Posted in Articles & Publications on May 5, 2011 | Share

Recently released opinions in Circular 230 disciplinary proceedings confirm that practitioners under review for alleged ethical violations usually don't have much luck in escaping the sanctions sought by the IRS Office of Professional Responsibility. While both cases dealt with familiar noncompliance issues, several arguments made by OPR might trouble tax professionals concerned about the extent of the office's authority.

Petrillo

In perhaps the more interesting of the recently released opinions, an attorney was disbarred after failing to file his 2007 tax return and untimely filing his 2001-2006 returns, while also failing to pay income taxes for that same period. Both the administrative law judge in her initial order and decision and the appellate authority on review agreed that the practitioner's conduct was willful and disreputable and so upheld OPR's suggested sanction of disbarment. (For the ALJ decision in Director, Office of Professional Responsibility v. Donald J. Petrillo, Complaint No. 2009-21, see Doc 2011-9275 or 2011 TNT 84-70 . For the appellate authority's affirmance, see Doc 2011-9276 or 2011 TNT 84-71 .)

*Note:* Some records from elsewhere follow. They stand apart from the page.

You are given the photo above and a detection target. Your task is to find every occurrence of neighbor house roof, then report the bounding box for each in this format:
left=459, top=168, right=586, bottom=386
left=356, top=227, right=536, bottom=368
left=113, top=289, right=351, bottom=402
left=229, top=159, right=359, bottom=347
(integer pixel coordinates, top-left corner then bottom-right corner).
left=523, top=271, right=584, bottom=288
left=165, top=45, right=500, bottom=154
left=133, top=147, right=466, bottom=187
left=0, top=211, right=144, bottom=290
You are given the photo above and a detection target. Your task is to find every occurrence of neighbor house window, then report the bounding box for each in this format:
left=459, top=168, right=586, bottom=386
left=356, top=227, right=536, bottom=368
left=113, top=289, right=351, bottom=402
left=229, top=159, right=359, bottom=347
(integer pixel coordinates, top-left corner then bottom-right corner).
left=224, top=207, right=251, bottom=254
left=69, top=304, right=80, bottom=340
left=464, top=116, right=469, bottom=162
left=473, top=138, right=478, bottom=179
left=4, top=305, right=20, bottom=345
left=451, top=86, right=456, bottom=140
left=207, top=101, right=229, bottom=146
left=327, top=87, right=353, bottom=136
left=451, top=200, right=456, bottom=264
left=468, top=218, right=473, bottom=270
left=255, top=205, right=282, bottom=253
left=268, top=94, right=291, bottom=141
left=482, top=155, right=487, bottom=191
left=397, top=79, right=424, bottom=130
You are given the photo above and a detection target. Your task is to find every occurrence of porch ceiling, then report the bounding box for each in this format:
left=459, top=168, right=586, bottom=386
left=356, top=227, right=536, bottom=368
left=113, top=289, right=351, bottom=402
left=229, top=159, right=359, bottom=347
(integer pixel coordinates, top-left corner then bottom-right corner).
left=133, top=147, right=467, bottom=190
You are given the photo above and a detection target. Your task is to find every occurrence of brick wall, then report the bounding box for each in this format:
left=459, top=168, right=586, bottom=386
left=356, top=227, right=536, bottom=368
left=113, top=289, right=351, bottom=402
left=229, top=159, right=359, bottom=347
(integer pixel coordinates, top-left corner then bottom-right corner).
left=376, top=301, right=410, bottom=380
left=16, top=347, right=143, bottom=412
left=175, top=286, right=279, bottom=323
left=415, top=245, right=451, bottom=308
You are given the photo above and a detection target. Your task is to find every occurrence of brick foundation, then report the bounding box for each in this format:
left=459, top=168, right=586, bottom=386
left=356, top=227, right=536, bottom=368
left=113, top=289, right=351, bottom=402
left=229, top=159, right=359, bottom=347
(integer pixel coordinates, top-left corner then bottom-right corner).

In considering whether Petrillo should be barred from practice before the IRS, the ALJ was not swayed by the attorney's defense that medical and emotional circumstances prevented him from complying with tax return filing requirements. "The general rule of law is that, to be excused from liability for tax failures, a person's incapacity must be virtually complete, such that they are unable to conduct any work," the ALJ said. In the attorney's case, that threshold was not met because Petrillo engaged in client work (including tax return preparation) during the entire time of his filing noncompliance, and therefore his actions constituted a "voluntary and intentional violation of a known legal duty," the ALJ said. 

Consequently, the ALJ concluded that the attorney wasn't fit to practice and imposed OPR's request for disbarment. The ALJ said that the attorney's request for a mitigated sanction was inappropriate because the length of noncompliance was extensive, there was prior disciplinary history, and there was a current lack of filing compliance.

"Practice before the IRS is a privilege, and one cannot partake of that privilege without also taking on the responsibilities of complying with the regulations that govern such practice," the ALJ said.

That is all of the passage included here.